Honeysuckle was cut to 9-2 for the Champion Hurdle by some firms but her trainer will postpone any festival decision.
“We’ll enjoy today. We’ve won PCI Irish Champion Hurdle and we can discuss all that in time,” he said.
Darver Star's jockey Jonathan Moore got a six-day ban for his use of the whip in the big race.
Perhaps the most popular success of the day was Latest Exhibition's in the opening Lacy Partners Novice Hurdle.
The 7-2 shot was two lengths too good for Blackmore's mount Cobbler's Way and gave the former Cheltenham Gold Cup winning jockey Bryan Cooper a first Grade One success since 2017, the year he lost his job as Gigginstown's number one.
Trainer Paul Nolan has had even longer to wait to dine at the top-flight table and Latest Exhibition was the Enniscorthy trainer's first Grade One since Defy Logic at the 2013 Christmas festival here.
The performance saw Latest Exhibition cut to 10-1 by some firms for the Albert Bartlett over three miles at Cheltenham next month.
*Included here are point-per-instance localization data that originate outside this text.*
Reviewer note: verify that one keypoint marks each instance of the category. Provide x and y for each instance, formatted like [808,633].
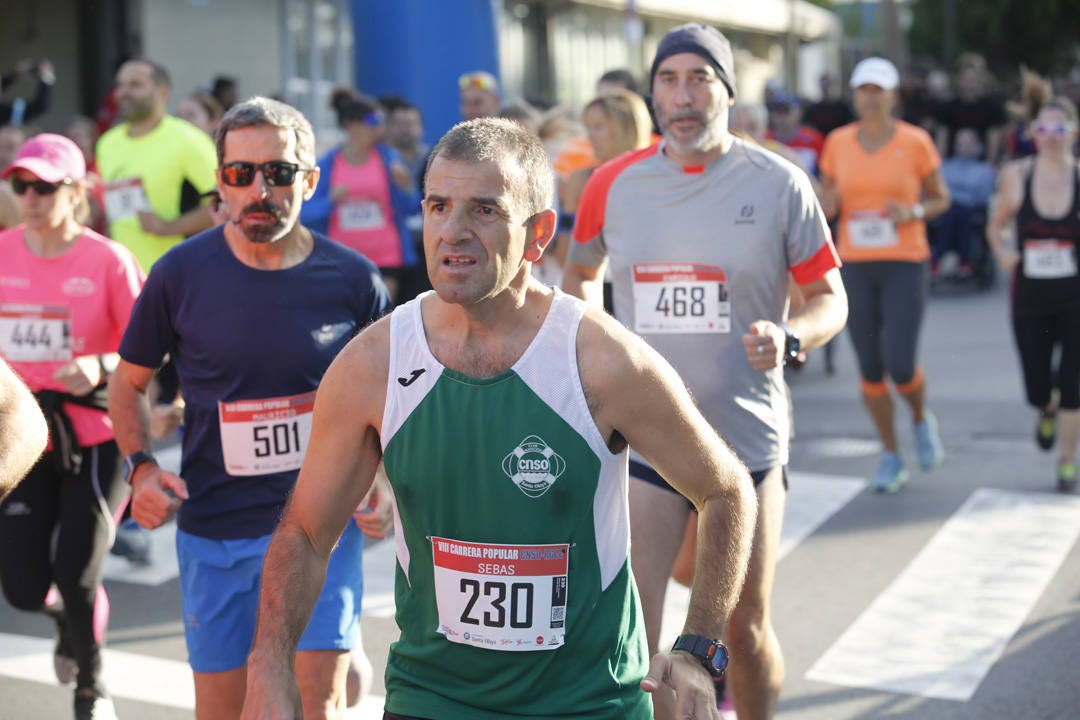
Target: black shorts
[643,472]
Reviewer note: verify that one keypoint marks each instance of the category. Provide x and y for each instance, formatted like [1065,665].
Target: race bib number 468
[268,435]
[680,297]
[501,597]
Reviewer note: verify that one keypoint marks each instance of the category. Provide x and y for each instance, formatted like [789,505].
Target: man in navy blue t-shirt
[252,312]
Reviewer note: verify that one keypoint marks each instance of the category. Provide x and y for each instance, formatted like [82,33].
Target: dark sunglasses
[278,173]
[40,187]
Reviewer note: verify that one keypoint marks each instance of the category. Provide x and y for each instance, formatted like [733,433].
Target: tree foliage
[1040,34]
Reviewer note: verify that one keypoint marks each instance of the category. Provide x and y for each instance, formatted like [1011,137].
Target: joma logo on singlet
[534,466]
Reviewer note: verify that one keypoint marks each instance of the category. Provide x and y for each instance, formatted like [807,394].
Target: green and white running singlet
[513,587]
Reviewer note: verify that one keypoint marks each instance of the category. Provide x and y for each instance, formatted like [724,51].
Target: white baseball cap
[875,71]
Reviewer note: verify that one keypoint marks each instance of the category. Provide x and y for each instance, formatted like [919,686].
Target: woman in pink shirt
[365,192]
[66,294]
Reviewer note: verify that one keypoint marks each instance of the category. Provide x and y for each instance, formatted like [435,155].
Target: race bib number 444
[268,435]
[680,297]
[36,334]
[501,597]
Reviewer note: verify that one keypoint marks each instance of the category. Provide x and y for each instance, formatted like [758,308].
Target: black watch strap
[712,653]
[792,343]
[134,460]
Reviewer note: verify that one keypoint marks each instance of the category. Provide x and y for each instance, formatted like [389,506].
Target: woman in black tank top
[1042,195]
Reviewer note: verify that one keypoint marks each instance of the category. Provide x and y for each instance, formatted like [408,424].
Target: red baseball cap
[52,158]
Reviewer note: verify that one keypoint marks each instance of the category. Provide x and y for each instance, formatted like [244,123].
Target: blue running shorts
[219,594]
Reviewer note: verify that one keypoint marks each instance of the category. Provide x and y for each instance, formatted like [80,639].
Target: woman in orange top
[882,176]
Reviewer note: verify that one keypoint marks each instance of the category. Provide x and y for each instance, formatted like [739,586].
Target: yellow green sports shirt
[162,171]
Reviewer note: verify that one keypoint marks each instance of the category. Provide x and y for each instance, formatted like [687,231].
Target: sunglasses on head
[278,173]
[1055,128]
[40,187]
[481,80]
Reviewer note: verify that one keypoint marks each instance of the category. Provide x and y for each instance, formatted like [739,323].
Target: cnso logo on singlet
[534,466]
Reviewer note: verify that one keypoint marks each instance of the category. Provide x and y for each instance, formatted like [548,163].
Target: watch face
[718,660]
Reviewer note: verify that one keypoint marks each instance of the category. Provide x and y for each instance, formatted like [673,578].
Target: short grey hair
[503,141]
[274,113]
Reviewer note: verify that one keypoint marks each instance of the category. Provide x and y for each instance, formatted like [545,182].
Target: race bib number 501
[268,435]
[501,597]
[680,297]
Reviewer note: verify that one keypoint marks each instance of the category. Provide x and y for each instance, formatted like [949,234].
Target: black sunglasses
[278,173]
[40,187]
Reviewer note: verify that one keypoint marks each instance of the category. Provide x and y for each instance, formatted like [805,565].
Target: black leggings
[1036,336]
[886,301]
[79,512]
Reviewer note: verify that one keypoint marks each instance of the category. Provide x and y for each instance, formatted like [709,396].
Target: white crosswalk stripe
[967,593]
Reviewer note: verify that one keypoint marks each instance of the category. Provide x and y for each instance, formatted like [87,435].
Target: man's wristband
[133,461]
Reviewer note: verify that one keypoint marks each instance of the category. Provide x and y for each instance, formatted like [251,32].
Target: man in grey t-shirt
[702,232]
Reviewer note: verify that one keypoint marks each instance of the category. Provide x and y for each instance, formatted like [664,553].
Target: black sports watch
[134,460]
[792,344]
[712,653]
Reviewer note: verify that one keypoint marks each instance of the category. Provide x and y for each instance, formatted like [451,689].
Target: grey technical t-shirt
[697,255]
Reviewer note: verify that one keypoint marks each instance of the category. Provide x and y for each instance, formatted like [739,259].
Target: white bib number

Nolan has been a stalwart supporter of Cooper during the jockey’s relatively barren run since losing the Gigginstown job and acclaimed him as a “Grade One big day jockey.”
He also praised the owners of Latest Exhibition for retaining the star novice and leaving him with him.
“It was brilliant that they were able to hold on to him. But for them he wouldn’t be with me. I take my hat off to them,” Nolan said.
“This guy in fairness to him, he races behind the bridle a little bit but he digs down deep. He done it there today on ground that’s the quickest he’s ran on,” he added.
Willie Mullins's Chacun Pour Soi proved himself a major contender for the Queen Mother Champion Chase after beating his stable companion Min.
He will be joined on the champion trainer’s Cheltenham team by Appreciate it who turned the Grade Two bumper into a seven-and-a-half length rout at odds of 11-10.
"Very impressive, the way he put away what I felt was a field of the best bumper horses in Ireland, " Mullins said. "He'd look like a Cheltenham type to me."
Sharjah was a flop in the big race behind Honeysuckle but Mullins felt a number of over-extravagant jumps down the back straight ruined his chance. He remains on track for the Champion Hurdle at Cheltenham.